FLOATING POINTS/PHAROAH SANDERS & THE LONDON SYMPHONY ORCHESTRA: “Promises” cover album“Promises” è composto da nove brani e segna la prima nuova musica della leggenda del sassofono jazz Sanders in più di un decennio.

‘Il Faraone’ ha collaborato con Floating Points, vero nome Sam Shepherd, e la London Symphony Orchestra in questo nuovo lavoro. È l’incontro di due mondi sicuramente distanti (ma non così tanto come si possa pensare), che si sono rincorsi per anni e che, finalmente, hanno chiuso il cerchio. Accanto ai due si esibisce la London Symphony Orchestra e la copertina è faccenda dell’acclamata artista americana Julie Mehretu.

L’anno scorso, l’etichetta parigina Transversales Disques ha ristampato del materiale dal vivo di Sanders come “Live in Paris” (1975). L’album più recente di Floating Points è stato ”Crush” del 2019. In seguito Shepherd ha remixato “Sister” e “Never Come Back” di Caribou.

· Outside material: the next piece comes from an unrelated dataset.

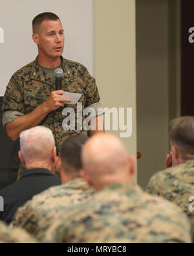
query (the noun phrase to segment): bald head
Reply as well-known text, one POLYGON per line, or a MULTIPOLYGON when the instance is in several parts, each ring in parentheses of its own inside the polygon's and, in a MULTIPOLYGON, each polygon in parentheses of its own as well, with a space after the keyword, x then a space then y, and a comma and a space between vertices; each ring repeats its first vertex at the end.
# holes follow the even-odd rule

Hanno inventato un vero gioiello: un vortice di musica jazz, classica ed elettronica. Sebbene sia solo una traccia, della durata di 46 minuti, la spontaneità di questa registrazione inietta un’accattivante autenticità nel disco. Una performance abitata, che si interseca con lo spazio Floating Points che lascia, invitando l’ascoltatore a intraprendere un viaggio pieno di sogni. Sam Shepherd definisce la sua collaborazione con Pharoah Sanders come segue: ‘Siamo entrambi ricercatori. Siamo sempre alla ricerca di musica che possa portarci da qualche parte più in alto’.

Per quanto riguarda Pharoah, ha commentato: ‘La gente pensa che non parli molto, ma cerco di dialogare attraverso la mia musica’. La grande figura del jazz americano ha lasciato anche commenti sul suo collaboratore: ‘Penso che Sam sia un grande musicista, e uno di questi geni che gironzolano su questa terra. Amo il modo in cui suona e amo il modo in cui scrive’. Shepherd ha ricambiato il complimento: ‘C’è qualcosa nel sassofono, nel modo in cui amplifica il respiro del musicista che lo fa sentire come se fossi nel loro corpo. Ascoltando il faraone suonare su questo pezzo, è stato come se lo strumento fosse un’estensione del suo essere, come se fosse un megafono per la sua anima’.

Nonostante la crisi sanitaria, la London Symphony Orchestra ha potuto prendere parte alla sessione di registrazione che si è svolta nel mitico studio AIR di George Martin durante l’estate del 2020. Pur rispettando le distanze sociali, i musicisti mascherati hanno utilizzato un centinaio di microfoni per portare gli arrangiamenti di Floating Points in vita. Definisce questo momento particolare come segue: ‘Il suono di quell’orchestra che suona con così tanto spazio tra loro sembrava una manifestazione udibile dei tempi che stavamo vivendo. Era ampio e distante e sciolto, e non appena li ho sentiti suonare, è stato come l’ultimo pezzo di un puzzle che andava a posto’.

Sono nove movimenti che si susseguono per una durata di quarantasei minuti, una sequenza liquida di note che sembrano provenire da un clavicembalo che prende corpo in una dimensione astrale. Lo si potrebbe definire un ‘minimalismo spirituale’, in cui ciò che conta veramente è il silenzio che si percepisce ogni attimo seguente al termine di ogni nota.

Un sensibile e commovente abbraccio cerebrale in dimensioni altre!!!